Search code examples
datesasretain

SAS: How do I delete records with a date within 30 days of the previous record, recursively?


Say I have a dataset of laboratory records for a set of patients (ordered by ID and date from earliest to latest) with this format, I want to remove all the bolded labs and keep all the non-bolded ones.

Basically, I want to only keep labs for a specific patient (labs from different patients should not be compared against each other) that are done >30 days from the previous lab, while not counting the removed labs when evaluating the next lab (i.e. if a lab is marked in red I want to ignore it when evaluating if the next lab is within 30 days and should thus be removed).

You can see for patient 1111, their 3rd lab is within 30 days of their 2nd lab, but because the 2nd lab is already marked for removal the 2nd lab does not count and thus the 3rd lab should be kept.

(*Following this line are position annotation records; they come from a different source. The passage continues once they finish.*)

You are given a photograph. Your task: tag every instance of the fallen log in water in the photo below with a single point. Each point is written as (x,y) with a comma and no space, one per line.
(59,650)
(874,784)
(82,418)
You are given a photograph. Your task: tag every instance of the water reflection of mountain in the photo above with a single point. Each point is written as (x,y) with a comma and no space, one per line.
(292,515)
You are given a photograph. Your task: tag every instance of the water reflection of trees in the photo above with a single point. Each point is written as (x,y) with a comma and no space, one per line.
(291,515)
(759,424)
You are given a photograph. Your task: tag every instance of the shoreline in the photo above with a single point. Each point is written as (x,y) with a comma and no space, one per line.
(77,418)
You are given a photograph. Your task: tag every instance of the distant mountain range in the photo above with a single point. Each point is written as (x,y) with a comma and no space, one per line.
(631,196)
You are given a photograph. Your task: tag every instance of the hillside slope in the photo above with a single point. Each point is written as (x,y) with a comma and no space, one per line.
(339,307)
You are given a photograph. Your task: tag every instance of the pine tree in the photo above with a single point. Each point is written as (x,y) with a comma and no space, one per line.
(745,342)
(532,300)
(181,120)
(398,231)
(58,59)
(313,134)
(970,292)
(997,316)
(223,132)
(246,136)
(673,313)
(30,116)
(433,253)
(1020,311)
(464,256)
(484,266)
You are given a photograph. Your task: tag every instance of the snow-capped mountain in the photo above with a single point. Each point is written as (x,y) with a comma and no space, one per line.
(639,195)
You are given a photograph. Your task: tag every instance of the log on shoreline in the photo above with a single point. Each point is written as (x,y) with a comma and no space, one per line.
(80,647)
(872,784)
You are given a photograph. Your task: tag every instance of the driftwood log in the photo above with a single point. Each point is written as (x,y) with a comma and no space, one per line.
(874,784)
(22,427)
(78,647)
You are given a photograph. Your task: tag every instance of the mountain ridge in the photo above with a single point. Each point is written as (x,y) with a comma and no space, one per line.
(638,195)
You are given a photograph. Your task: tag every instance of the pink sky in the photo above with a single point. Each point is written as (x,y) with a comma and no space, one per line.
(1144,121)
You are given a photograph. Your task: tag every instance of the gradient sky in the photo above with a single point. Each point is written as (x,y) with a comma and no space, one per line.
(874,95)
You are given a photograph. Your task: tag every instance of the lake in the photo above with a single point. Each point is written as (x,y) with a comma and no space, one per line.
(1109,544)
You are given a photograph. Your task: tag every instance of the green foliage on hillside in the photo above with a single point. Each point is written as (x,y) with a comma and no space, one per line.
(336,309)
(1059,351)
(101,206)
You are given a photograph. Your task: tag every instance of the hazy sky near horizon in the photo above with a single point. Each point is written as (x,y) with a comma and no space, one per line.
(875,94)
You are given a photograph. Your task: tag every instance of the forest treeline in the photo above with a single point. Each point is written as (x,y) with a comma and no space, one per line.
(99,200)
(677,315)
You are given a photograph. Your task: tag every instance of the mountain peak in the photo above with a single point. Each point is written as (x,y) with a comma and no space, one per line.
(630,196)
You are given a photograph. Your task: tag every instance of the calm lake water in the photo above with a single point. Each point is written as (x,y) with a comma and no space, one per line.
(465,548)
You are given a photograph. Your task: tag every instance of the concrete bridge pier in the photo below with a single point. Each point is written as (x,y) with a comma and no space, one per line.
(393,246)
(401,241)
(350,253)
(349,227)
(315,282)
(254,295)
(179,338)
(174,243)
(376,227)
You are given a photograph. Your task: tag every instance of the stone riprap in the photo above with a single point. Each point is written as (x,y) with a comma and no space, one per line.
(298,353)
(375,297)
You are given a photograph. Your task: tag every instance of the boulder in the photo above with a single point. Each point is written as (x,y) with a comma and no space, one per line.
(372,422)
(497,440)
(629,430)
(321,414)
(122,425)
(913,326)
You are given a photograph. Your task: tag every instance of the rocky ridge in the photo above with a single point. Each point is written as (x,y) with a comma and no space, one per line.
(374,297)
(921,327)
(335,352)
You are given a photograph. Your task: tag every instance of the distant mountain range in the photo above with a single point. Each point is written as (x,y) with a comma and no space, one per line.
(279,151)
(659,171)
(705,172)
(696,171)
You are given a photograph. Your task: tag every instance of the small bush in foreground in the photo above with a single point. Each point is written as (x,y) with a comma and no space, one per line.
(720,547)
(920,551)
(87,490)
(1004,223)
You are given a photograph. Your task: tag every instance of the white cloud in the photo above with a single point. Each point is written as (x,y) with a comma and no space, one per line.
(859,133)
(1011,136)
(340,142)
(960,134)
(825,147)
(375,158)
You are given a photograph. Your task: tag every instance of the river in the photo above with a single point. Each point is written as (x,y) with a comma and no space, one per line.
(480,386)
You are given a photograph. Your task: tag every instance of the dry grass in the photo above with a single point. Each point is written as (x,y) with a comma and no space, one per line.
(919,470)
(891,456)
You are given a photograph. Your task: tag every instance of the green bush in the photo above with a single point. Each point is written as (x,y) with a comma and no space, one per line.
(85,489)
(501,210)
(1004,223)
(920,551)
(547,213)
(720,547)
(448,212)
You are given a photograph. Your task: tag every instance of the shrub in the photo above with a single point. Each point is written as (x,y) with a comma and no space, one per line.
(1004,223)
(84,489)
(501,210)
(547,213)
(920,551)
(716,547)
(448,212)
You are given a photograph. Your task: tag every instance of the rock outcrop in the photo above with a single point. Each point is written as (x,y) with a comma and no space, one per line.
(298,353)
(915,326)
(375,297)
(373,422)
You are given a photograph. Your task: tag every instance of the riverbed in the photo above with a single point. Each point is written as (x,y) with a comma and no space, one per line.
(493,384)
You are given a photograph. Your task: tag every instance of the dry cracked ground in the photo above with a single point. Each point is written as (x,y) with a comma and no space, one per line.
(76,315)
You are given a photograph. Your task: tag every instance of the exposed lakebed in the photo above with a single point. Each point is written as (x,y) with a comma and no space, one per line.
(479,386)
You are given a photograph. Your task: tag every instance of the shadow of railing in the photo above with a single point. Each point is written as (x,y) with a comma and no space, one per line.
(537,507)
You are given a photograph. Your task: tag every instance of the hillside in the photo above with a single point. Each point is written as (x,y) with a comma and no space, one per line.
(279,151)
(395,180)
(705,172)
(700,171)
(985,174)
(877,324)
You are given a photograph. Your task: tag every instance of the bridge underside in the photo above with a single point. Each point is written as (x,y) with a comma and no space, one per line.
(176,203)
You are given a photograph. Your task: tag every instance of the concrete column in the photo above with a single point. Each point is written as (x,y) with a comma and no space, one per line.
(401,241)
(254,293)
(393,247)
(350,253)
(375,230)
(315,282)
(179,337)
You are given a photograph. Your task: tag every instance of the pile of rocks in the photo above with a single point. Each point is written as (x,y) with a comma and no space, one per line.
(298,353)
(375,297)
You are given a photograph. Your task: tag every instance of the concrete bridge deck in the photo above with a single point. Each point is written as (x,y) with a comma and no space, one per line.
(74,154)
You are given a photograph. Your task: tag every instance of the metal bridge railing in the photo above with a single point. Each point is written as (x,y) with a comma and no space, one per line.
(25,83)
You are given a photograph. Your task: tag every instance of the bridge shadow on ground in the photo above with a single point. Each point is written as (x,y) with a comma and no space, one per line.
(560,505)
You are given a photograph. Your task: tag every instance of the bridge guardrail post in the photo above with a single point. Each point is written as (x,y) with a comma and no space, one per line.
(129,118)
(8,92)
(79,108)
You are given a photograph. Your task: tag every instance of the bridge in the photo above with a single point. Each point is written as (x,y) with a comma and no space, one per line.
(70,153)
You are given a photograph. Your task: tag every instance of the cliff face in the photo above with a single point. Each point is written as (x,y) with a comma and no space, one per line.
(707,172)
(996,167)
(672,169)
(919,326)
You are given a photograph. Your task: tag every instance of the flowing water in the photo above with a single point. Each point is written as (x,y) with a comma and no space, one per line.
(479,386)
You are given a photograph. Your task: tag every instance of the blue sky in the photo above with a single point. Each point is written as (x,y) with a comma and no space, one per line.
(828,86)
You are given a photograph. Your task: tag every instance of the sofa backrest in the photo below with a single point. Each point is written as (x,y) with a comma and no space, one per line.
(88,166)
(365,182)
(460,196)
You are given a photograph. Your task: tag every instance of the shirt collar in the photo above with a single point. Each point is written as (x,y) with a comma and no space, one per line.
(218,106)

Does any one have any advice or suggestions for how this could be accomplished in SAS?

ID Lab_Date

1111 Jan 1 2023

1111 Jan 15 2023

1111 Feb 3 2023

1111 Feb 16 2023

2222 Jan 2 2023

2222 Jan 20 2023

2222 Feb 8 2023

2222 Feb 10 2023

2222 Feb 12 2023

3333 Jan 15 2023

3333 Feb 5 2023

3333 Feb 18 2023

I've tried retaining/lagging the lab date from the previous record and then comparing it to the current record, but this ends up removing records that shouldn't be removed.


Solution

  • You can use retain to do this:

    data have;
      input id$ lab_date anydtdte11.;
      format lab_date yymmdd10.;
      cards;
    1111 Jan 1 2023
    1111 Jan 15 2023
    1111 Feb 3 2023
    1111 Feb 16 2023
    2222 Jan 2 2023
    2222 Jan 20 2023
    2222 Feb 8 2023
    2222 Feb 10 2023
    2222 Feb 12 2023
    3333 Jan 15 2023
    3333 Feb 5 2023
    3333 Feb 18 2023
    ;
    run;
    
    data want;
      set have;
      by id;
    
      retain lab_date_pre;
      if first.id then lab_date_pre=lab_date;
      else if lab_date-lab_date_pre<=30 then delete;
      else lab_date_pre=lab_date;
    run;
    

    When first record, let lab_date be the benchmark date, named lab_date_pre.
    In the following records: If lab_date is within 30 days from the benchmark date, delete it. Else if lab_date is more than 30 days from the benchmark date, let lab_date be the new benchmark date.